When I entered my virtual Zoom meeting, Alex Russell’s face greeted me in close-up, high definition. He stared, nose almost touching his laptop, directly into the camera and so therefore directly at me. After a beat or two of me waiting to see if he was lagging or stuck somehow, he jumped back from the screen, danced for a second, and abruptly sat down. 

“So, let’s talk about Jake Scott.” 

A singer-songwriter we both like and who Alex recently got to meet at a dinner. We discovered this during the photoshoot for my company headshots and I included it as the reason for our meeting in my invite to Alex. We talked about Jake Scott for a few moments; favorite songs, his upcoming album, the things you discuss when you share music with someone. 

He sipped almost delicately, pinky finger in the air, from a tiny espresso mug.
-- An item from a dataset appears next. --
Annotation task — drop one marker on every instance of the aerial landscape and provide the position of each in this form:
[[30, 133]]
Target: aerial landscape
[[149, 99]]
I asked about it and the conversation switched to coffee. He brewed the shot from a Nespresso. How good were Nespresso shots? Decent, not all that strong. We both were curious about upgrading our setups and learning to pull quality shots, we both were skeptical about the cost and knowledge required. Eventually, we did talk about work (don’t worry, Kevin, this was actually productive). 

Meetings, of course, are a part of any workplace. I’m not young enough or naive enough to try to spin “we have meetings!” into some kind of revolutionary statement. That said, these meetings are not about agenda items. This is about fostering community, cooperation, and curiosity. This is also about integration into a working apparatus that is by and large physically separated. Other than occasional brainstorming meetings and welcome lunches when a new hire joins the company, this workplace is not a physical work place. 

The post-Covid corporate world has forced everyone to adjust, of course, but not everyone has adjusted with the same priorities in mind. Every week some online magazine publishes a think-piece about how virtual work is destroying the productivity of the American workforce. Clearly, those writers have not met Alex Russell, who uses Zoom not only to produce but to perform, or Ricky Santos, who taught me (most of) how to create an animation from a still image over the course of a 30 minute virtual meeting. These one-on-ones unite a seemingly ragtag group of designers, videographers, photographers, writers, and random 20-something interns into a team which values overlapping knowledge and mutual learning and convenient espresso. Community can be achieved in the modern workplace which isn’t a workplace at all. You just have to value the people who form that community in the first place.